On 4/10/25 at 10:45 A.M., the surveyor toured the inpatient floor with the Infection Control Nurse and observed the following:

*West Unit Group room:
-Three of 3 ceiling vents observed had a large buildup of dust, and spider webs, the metal heating element covers were rusty and dirty and in need of cleaning.
*North Unit Group room:
-Two of 3 ceiling vents observed with large buildup of dust.

On 4/10/25 at 10:00 A.M., during an environmental tour of the South Unit, the surveyor observed the unit dining room.
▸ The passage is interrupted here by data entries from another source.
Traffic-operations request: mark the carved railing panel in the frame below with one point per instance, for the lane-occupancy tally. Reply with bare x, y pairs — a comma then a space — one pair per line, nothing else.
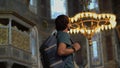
20, 39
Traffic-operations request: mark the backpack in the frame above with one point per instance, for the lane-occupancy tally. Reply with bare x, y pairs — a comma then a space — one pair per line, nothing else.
48, 51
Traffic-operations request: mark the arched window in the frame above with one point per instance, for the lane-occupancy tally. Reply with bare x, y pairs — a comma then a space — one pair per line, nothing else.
96, 51
33, 6
34, 44
58, 7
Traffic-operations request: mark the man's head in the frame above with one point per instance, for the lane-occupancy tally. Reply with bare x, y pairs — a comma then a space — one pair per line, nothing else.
61, 22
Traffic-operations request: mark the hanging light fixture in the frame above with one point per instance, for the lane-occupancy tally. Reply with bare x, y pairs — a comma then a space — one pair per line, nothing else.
89, 23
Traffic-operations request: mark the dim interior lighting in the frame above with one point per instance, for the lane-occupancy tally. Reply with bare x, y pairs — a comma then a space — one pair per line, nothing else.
89, 23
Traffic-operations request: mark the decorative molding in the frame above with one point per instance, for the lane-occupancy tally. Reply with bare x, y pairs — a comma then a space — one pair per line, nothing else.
19, 16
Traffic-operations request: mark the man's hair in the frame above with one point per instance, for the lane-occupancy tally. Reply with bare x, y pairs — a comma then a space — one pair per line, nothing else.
61, 22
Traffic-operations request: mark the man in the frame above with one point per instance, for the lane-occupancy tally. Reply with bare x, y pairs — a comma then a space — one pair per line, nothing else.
65, 46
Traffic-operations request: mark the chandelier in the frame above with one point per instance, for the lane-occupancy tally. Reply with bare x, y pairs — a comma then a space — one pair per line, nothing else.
90, 23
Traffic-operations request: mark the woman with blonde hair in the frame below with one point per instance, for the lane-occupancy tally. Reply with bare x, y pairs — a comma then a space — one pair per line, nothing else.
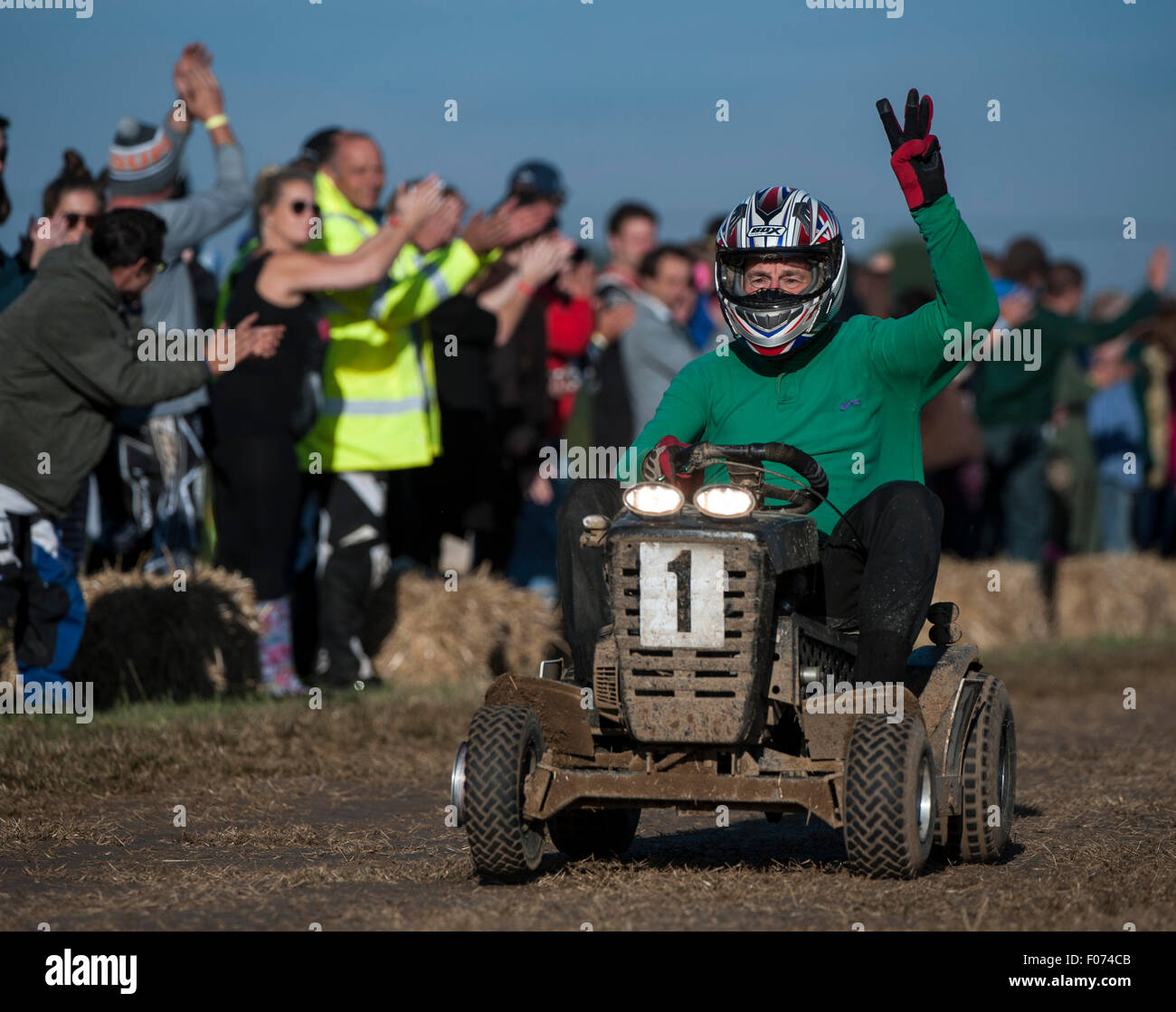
258, 414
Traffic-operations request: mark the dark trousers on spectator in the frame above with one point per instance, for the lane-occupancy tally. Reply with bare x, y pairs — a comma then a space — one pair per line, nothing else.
365, 518
877, 572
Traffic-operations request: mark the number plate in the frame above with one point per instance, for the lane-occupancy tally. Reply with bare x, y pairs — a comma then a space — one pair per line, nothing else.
681, 595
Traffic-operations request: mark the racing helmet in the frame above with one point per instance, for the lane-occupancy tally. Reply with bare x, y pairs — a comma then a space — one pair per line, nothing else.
784, 222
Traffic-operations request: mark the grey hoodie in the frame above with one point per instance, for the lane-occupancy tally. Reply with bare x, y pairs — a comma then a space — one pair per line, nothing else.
189, 221
69, 354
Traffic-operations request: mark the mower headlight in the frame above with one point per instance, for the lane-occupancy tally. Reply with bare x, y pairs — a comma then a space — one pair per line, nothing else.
724, 501
654, 498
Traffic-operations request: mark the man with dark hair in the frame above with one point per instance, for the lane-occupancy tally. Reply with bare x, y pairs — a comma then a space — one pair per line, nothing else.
1065, 282
631, 235
657, 345
1024, 262
380, 419
15, 271
71, 360
154, 477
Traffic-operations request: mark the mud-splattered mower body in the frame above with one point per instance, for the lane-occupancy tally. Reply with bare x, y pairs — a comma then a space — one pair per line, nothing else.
702, 695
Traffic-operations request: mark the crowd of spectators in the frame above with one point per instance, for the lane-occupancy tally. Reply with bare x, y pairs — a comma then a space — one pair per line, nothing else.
401, 365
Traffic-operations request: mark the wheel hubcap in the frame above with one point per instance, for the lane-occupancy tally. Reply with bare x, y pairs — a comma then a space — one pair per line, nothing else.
925, 799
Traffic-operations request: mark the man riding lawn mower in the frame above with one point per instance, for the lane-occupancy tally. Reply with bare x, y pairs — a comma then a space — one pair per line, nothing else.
710, 624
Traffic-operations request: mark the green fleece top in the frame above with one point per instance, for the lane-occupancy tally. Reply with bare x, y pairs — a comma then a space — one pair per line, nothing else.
1010, 394
851, 396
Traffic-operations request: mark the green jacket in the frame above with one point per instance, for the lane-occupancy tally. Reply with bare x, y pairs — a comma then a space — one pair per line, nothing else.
851, 396
1007, 393
69, 361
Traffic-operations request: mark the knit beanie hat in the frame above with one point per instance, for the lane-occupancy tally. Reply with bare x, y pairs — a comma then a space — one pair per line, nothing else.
144, 159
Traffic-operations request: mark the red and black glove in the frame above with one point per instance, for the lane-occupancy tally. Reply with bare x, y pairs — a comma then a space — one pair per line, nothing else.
915, 154
666, 459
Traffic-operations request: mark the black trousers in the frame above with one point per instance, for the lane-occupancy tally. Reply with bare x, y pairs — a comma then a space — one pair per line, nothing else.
877, 575
257, 501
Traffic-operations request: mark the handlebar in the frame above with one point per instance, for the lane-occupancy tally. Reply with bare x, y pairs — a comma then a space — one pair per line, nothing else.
698, 456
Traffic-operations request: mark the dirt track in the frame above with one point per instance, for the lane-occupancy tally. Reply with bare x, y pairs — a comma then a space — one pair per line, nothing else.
337, 817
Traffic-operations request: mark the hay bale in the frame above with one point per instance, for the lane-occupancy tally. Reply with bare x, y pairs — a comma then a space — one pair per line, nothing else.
147, 639
1012, 615
480, 629
1115, 595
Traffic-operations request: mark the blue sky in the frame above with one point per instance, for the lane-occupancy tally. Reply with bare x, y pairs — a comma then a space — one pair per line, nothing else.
621, 94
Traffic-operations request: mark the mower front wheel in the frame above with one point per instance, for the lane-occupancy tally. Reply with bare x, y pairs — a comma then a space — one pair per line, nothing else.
506, 744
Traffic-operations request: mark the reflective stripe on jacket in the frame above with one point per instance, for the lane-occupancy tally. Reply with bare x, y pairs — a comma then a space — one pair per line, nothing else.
380, 408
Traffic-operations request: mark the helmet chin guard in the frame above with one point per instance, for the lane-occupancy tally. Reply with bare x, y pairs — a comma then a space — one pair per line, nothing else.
788, 224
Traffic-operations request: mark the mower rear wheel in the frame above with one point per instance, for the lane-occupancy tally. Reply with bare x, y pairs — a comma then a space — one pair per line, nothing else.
889, 797
989, 781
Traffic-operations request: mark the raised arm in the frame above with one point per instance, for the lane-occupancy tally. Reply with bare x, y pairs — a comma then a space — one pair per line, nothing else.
193, 219
914, 345
292, 271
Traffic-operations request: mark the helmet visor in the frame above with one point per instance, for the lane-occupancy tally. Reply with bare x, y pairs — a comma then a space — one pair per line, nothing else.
769, 279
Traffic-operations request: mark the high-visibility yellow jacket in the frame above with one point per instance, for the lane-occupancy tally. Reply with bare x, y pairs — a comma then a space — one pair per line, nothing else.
380, 406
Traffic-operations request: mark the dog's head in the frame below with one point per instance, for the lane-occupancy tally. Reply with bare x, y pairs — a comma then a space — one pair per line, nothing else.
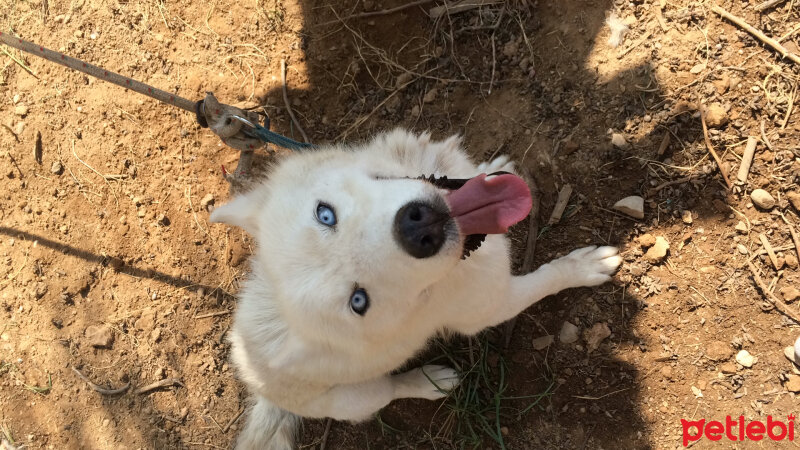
352, 242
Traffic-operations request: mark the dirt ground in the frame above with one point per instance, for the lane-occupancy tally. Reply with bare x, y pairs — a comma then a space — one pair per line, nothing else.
110, 230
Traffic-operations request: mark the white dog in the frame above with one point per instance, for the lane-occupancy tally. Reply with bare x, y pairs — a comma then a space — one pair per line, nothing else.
360, 261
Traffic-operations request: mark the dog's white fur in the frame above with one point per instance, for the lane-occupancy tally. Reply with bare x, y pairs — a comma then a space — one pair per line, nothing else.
295, 341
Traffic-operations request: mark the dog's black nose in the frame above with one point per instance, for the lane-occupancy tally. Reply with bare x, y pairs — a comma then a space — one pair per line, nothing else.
420, 228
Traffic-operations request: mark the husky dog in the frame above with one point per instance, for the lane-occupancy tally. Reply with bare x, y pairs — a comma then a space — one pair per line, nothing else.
364, 253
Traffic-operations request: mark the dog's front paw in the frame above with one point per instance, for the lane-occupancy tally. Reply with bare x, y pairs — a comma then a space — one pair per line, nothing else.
500, 164
429, 382
589, 266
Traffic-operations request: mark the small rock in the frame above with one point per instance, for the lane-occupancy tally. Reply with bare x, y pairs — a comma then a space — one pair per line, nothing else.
728, 368
207, 200
718, 351
543, 342
722, 84
746, 359
762, 199
716, 115
100, 336
697, 68
56, 168
790, 293
697, 392
570, 146
569, 333
789, 353
632, 206
511, 48
618, 140
794, 199
647, 240
163, 220
658, 251
402, 79
792, 383
595, 335
430, 95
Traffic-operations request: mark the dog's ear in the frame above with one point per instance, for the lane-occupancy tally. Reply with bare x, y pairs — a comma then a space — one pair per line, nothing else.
242, 211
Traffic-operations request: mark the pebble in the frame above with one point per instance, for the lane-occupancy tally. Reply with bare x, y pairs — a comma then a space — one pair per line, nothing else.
543, 342
511, 48
794, 199
718, 351
430, 95
789, 353
56, 168
746, 359
647, 240
716, 115
618, 140
207, 200
697, 68
658, 251
569, 333
100, 336
790, 293
762, 199
792, 383
596, 335
722, 84
632, 206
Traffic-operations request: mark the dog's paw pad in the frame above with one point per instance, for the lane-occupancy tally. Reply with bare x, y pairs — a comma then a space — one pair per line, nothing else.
500, 164
433, 382
591, 266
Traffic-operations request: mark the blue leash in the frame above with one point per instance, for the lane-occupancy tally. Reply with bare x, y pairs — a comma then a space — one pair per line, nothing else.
264, 135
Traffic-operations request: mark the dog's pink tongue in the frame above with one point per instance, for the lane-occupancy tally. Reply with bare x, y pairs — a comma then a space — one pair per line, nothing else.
489, 205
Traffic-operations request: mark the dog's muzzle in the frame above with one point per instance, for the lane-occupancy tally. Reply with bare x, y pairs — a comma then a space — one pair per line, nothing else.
420, 228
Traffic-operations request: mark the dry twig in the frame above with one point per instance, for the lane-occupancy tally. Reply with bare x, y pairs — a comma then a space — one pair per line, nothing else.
158, 384
100, 389
795, 237
530, 247
747, 159
711, 147
288, 106
458, 7
382, 12
778, 303
768, 4
758, 34
770, 252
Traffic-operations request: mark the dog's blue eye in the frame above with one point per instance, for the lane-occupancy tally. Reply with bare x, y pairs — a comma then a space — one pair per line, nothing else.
359, 301
325, 215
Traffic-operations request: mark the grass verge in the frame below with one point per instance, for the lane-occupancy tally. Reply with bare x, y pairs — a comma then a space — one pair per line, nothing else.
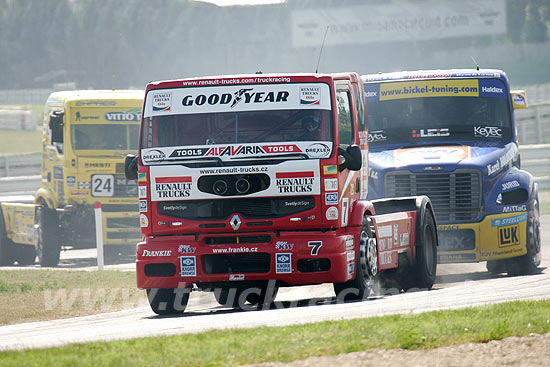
34, 295
284, 344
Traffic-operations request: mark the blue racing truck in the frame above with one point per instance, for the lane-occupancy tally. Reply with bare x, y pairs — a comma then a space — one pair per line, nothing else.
451, 135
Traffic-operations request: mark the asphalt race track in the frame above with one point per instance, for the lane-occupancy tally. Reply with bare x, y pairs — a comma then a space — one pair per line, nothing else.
456, 286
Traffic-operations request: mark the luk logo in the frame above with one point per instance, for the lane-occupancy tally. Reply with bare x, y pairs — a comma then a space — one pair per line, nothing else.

There was dust and debris on the window treatments and the metal heating element covers were rusty and dirty and in need of cleaning.

During an interview on 4/10/25 at 10:55 A.M., the Infection Control Nurse said that air vents are part of her infection control surveillance. She said she does monthly environmental rounds with the Director of Plant Operation and Environmental Supervisor to check air vents. She said that during last months environmental rounds, multiple air vents were identified to have dust accumulation, but was not sure why they still have dust buildup.

During an interview on 4/10/25 at 11:45 A.M., the Director of Plant Operation said they clean the air vents when they replace the air filters monthly. He said the air vents that were identified by the surveyor were dusty along with the window treatments. He also said that the heating element covers were dirty and rusty and needed to be either cleaned or replaced.